Under them, pension liabilities will have to be displayed on the balance sheet and the “true cost” of pension benefits must be reported in the operating statement -- even if the employer fails to make the necessary annual contributions. That true cost will be higher than most employers now pay.

There are other implications -- some helpful, some challenging. Labor negotiators will benefit from increased transparency. They will finally have a better way to show the impact of promised benefits and the fiscal consequences of future proposed benefit increases.

As to the challenges, the amortization of unfunded liabilities will be accelerated, which will result in higher actuarially calculated employer contributions. Translation: Accumulated pension debt must be repaid faster under the new standards, resulting in even-higher pension costs.

Budget officers will need to prepare for this in their 2013-2014 fiscal year budgets. Some states and large municipalities with $1 billion pension plans will have to address these changes as early as next summer.

The rules are not yet set in stone. After they complete public hearings this month, GASB may do some tweaking of how they calculate such technical aspects as the discount rate for valuing future liabilities on today’s books and how employers amortize certain expenses. But there is little doubt that employers’ financial statements are going to change, with greater emphasis on visibility. Footnote disclosures will also be far more comprehensive and transparent, with more-revealing facts for investors and citizens.

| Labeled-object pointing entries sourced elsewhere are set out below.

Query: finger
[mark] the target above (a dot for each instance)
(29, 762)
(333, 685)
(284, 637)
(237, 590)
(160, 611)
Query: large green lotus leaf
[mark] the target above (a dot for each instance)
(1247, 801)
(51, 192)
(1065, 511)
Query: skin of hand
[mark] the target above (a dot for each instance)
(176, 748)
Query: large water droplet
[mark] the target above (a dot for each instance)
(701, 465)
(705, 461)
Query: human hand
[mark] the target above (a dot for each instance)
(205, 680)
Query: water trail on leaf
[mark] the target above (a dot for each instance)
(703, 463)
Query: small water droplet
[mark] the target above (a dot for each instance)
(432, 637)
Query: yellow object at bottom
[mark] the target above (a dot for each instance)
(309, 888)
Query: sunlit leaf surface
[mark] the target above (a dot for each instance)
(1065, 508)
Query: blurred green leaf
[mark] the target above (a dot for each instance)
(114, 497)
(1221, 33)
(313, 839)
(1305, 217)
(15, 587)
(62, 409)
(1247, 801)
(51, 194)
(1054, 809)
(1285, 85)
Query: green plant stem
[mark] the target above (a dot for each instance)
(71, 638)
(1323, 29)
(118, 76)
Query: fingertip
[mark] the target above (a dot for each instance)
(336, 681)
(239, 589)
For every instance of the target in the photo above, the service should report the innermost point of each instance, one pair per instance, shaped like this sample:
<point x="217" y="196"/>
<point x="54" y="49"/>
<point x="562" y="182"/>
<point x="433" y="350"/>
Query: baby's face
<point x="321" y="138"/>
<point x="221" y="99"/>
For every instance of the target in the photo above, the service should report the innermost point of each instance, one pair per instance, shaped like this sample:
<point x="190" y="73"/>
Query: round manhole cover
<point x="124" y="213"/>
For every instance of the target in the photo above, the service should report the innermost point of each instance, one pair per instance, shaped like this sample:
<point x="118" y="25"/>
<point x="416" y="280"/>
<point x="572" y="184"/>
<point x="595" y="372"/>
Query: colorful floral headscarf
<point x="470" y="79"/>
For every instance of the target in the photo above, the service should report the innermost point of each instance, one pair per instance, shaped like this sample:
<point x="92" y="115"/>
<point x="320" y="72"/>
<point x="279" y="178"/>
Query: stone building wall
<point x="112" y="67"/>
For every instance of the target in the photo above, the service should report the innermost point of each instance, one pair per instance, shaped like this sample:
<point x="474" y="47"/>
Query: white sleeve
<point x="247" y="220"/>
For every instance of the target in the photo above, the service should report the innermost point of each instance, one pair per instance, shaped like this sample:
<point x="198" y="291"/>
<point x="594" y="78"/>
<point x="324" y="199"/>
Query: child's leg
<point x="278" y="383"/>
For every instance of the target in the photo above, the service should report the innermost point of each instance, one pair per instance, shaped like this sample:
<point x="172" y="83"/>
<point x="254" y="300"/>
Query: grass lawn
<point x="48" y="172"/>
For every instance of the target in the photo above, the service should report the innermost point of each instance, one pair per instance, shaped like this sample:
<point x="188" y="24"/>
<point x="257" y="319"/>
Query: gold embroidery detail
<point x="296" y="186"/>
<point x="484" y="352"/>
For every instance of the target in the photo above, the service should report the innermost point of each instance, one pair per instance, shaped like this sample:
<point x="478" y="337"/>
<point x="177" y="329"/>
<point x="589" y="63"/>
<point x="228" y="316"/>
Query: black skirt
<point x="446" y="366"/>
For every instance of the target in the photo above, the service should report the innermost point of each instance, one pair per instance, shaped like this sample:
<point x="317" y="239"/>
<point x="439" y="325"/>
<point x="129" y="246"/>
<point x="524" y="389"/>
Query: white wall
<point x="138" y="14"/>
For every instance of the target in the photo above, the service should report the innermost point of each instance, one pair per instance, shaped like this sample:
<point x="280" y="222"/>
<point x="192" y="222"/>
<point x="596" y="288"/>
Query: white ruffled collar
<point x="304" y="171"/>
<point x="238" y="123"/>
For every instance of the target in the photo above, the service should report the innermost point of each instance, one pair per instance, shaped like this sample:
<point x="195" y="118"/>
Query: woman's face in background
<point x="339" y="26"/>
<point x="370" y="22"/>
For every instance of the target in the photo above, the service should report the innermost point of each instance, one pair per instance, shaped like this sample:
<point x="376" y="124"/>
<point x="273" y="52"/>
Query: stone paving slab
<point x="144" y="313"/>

To prepare for all this, here’s a list of actions to consider:

• Have your actuaries prepare 15-year projections of your future contributions under the proposed GASB guidelines versus your current contribution policies, along with the resultant funding ratios. A 10-year projection, which is now under discussion by the National Association of Bond Lawyers, will fail to show whether your amortization policy is “kicking the can” to future taxpayers, or whether you’ll pay off the bills before today’s average worker will retire.

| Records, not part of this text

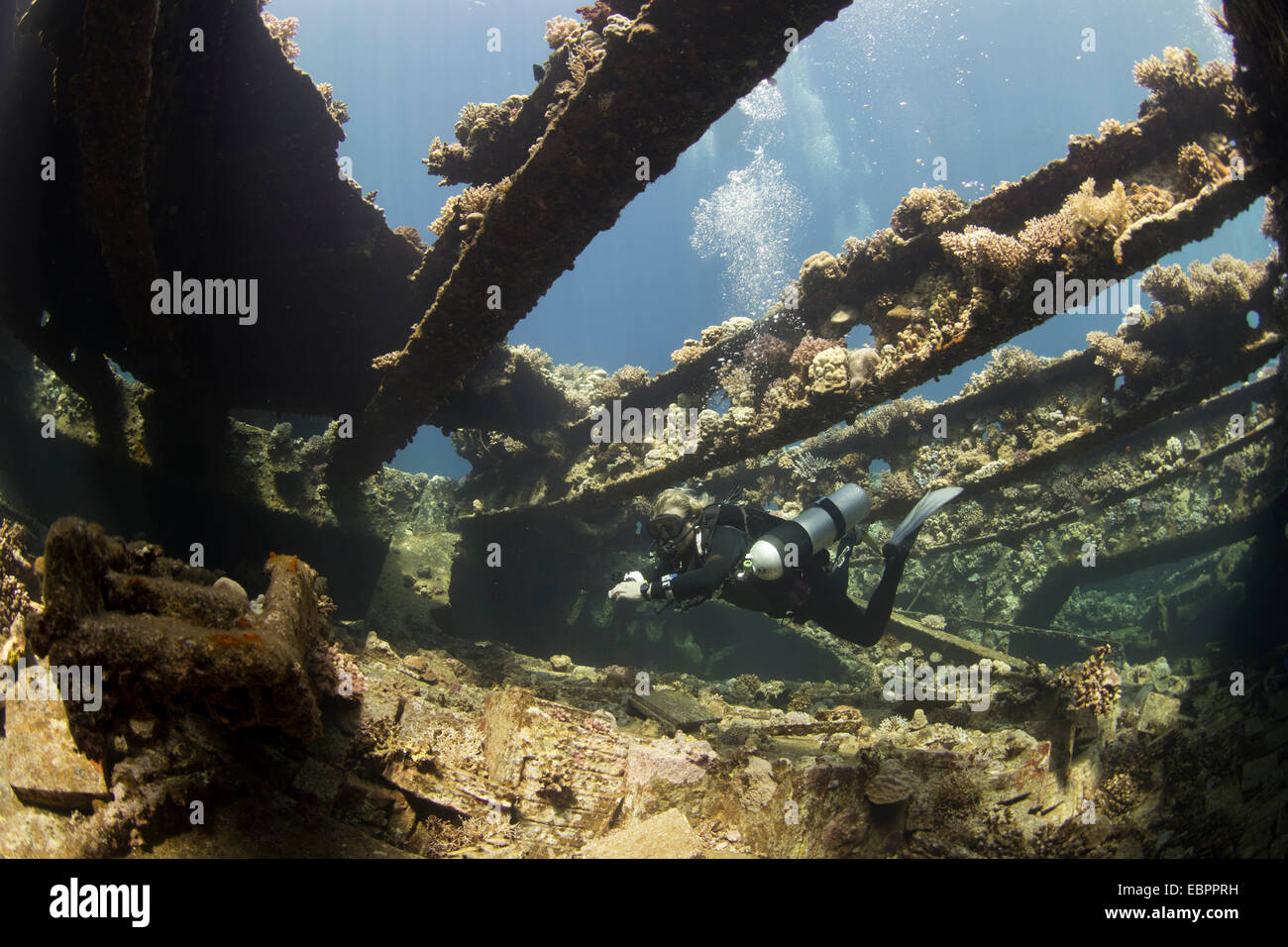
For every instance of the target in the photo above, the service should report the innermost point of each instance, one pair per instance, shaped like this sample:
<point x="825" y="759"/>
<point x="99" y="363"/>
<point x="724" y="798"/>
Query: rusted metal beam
<point x="656" y="93"/>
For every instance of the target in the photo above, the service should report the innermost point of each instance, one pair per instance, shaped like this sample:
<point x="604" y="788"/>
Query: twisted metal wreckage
<point x="165" y="165"/>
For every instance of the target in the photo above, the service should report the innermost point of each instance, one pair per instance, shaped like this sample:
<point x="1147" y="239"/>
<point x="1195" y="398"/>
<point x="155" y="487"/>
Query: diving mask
<point x="668" y="530"/>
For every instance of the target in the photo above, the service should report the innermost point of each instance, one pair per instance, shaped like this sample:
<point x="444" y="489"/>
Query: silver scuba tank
<point x="795" y="543"/>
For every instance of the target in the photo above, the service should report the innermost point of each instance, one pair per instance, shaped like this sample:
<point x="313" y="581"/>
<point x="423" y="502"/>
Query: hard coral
<point x="828" y="371"/>
<point x="596" y="14"/>
<point x="923" y="208"/>
<point x="1177" y="80"/>
<point x="283" y="33"/>
<point x="1094" y="685"/>
<point x="1196" y="169"/>
<point x="14" y="575"/>
<point x="1224" y="281"/>
<point x="562" y="29"/>
<point x="807" y="350"/>
<point x="1122" y="357"/>
<point x="979" y="248"/>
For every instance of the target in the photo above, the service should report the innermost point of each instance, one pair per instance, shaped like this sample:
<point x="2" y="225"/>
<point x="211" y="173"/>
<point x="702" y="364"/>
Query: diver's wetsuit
<point x="806" y="594"/>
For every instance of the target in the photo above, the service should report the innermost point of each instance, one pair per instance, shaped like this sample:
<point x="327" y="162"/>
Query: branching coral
<point x="923" y="208"/>
<point x="539" y="359"/>
<point x="1009" y="361"/>
<point x="595" y="14"/>
<point x="829" y="371"/>
<point x="562" y="29"/>
<point x="480" y="120"/>
<point x="1224" y="281"/>
<point x="1093" y="685"/>
<point x="283" y="33"/>
<point x="1196" y="169"/>
<point x="1117" y="795"/>
<point x="737" y="382"/>
<point x="1146" y="200"/>
<point x="1042" y="239"/>
<point x="412" y="236"/>
<point x="806" y="351"/>
<point x="1122" y="357"/>
<point x="1085" y="210"/>
<point x="767" y="356"/>
<point x="979" y="248"/>
<point x="1177" y="78"/>
<point x="472" y="200"/>
<point x="810" y="467"/>
<point x="14" y="574"/>
<point x="338" y="110"/>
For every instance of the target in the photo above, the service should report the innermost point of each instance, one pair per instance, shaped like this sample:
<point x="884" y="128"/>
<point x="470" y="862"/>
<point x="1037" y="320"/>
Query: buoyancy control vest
<point x="739" y="587"/>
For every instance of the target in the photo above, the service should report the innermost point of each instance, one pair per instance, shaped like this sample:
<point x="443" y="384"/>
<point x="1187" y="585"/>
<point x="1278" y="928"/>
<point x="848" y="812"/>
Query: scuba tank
<point x="795" y="543"/>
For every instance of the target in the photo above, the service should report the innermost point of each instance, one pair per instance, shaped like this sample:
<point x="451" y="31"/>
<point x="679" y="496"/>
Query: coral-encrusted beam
<point x="682" y="65"/>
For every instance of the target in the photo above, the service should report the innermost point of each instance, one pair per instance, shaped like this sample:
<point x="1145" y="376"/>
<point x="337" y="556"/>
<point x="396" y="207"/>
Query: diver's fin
<point x="906" y="534"/>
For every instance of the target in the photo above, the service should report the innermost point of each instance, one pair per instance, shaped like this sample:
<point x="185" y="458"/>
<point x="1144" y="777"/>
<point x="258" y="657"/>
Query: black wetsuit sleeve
<point x="728" y="547"/>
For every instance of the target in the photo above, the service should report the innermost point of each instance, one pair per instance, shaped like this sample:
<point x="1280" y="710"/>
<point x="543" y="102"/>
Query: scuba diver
<point x="765" y="564"/>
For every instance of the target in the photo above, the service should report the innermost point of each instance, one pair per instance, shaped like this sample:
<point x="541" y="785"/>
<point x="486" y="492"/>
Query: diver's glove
<point x="629" y="591"/>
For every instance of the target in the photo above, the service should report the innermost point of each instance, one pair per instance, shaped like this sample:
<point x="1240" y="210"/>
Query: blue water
<point x="859" y="114"/>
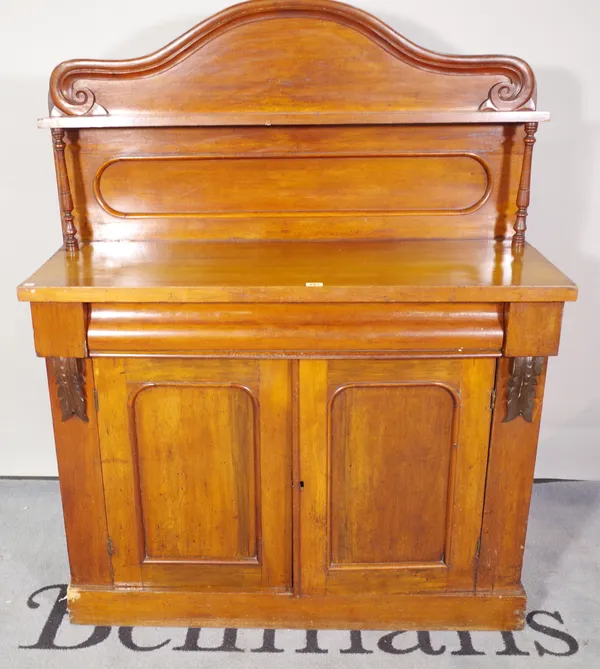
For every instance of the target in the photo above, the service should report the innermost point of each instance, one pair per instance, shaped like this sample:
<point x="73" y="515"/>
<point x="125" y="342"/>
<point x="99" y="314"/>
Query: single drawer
<point x="189" y="329"/>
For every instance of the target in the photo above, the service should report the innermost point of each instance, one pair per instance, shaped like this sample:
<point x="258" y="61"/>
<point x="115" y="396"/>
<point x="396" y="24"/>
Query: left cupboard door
<point x="196" y="460"/>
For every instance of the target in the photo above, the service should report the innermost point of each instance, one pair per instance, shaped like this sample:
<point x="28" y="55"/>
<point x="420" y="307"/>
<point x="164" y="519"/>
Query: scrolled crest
<point x="77" y="87"/>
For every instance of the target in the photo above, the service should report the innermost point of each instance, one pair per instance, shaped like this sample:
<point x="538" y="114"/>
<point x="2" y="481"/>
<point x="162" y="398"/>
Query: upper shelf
<point x="391" y="271"/>
<point x="292" y="118"/>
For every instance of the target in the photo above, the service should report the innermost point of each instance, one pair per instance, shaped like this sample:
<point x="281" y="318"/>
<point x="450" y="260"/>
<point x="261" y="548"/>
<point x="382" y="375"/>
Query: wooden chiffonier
<point x="296" y="341"/>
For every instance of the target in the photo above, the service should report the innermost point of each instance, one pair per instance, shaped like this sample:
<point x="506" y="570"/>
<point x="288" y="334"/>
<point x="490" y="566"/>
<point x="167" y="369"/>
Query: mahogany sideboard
<point x="296" y="340"/>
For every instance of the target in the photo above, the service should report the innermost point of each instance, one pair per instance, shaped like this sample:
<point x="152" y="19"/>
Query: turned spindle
<point x="518" y="241"/>
<point x="64" y="191"/>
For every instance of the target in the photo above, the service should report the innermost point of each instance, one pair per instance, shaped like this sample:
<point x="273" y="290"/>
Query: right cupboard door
<point x="391" y="473"/>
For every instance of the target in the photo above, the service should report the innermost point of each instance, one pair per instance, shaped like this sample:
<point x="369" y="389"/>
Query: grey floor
<point x="562" y="577"/>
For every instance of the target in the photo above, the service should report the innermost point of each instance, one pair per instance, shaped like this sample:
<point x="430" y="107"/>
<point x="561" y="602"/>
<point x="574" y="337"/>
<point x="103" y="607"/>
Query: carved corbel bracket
<point x="521" y="392"/>
<point x="69" y="374"/>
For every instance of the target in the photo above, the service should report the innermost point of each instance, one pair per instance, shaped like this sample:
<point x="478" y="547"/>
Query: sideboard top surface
<point x="390" y="271"/>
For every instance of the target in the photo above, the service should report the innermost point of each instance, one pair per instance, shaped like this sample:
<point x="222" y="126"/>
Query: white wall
<point x="560" y="40"/>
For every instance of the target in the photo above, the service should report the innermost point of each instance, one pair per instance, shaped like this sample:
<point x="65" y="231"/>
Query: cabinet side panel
<point x="81" y="486"/>
<point x="508" y="492"/>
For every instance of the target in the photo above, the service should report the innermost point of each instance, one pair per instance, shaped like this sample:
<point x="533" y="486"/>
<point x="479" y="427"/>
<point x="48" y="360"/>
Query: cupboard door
<point x="197" y="465"/>
<point x="392" y="466"/>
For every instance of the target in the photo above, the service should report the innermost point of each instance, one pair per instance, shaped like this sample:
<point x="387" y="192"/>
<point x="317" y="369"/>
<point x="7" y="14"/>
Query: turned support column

• Intensify efforts to cut the costs of retiree benefits through various mitigation techniques, such as raising employee contributions for pensions, requiring employee contributions for other post-employment benefit (OPEB) plans, changing benefits formulas for future employees and for current employees where legally permitted.

• Start discussing the data with labor unions now, especially if negotiations are under way. The national labor leaders know that GASB’s truth squad is on the horizon.

• Plan your approach to the investment community. Before your next bond issue, you will want to have a clear and concise explanation for the rating agencies of how the numbers will show on your books and what this will do to their standard financial ratios.

• Meet with your pension officials and begin candid discussions of what you will be able to afford to contribute toward their plan in the future. A complete sustainability analysis requires evaluation of the benefits, the full cost of those benefits over the remaining service lives of today’s workers, and a multiyear financial forecast of the employer’s total revenues and expenditures to see if the benefits can really be supported. Only the CFOs and budget directors of the employer can pull all this information together, so they must take the lead on this work.

Although these accounting rules apply only to pensions, the net will widen. GASB has begun a parallel study project for OPEBs, such as retiree medical plans that will inevitably need to follow the same or similar standards.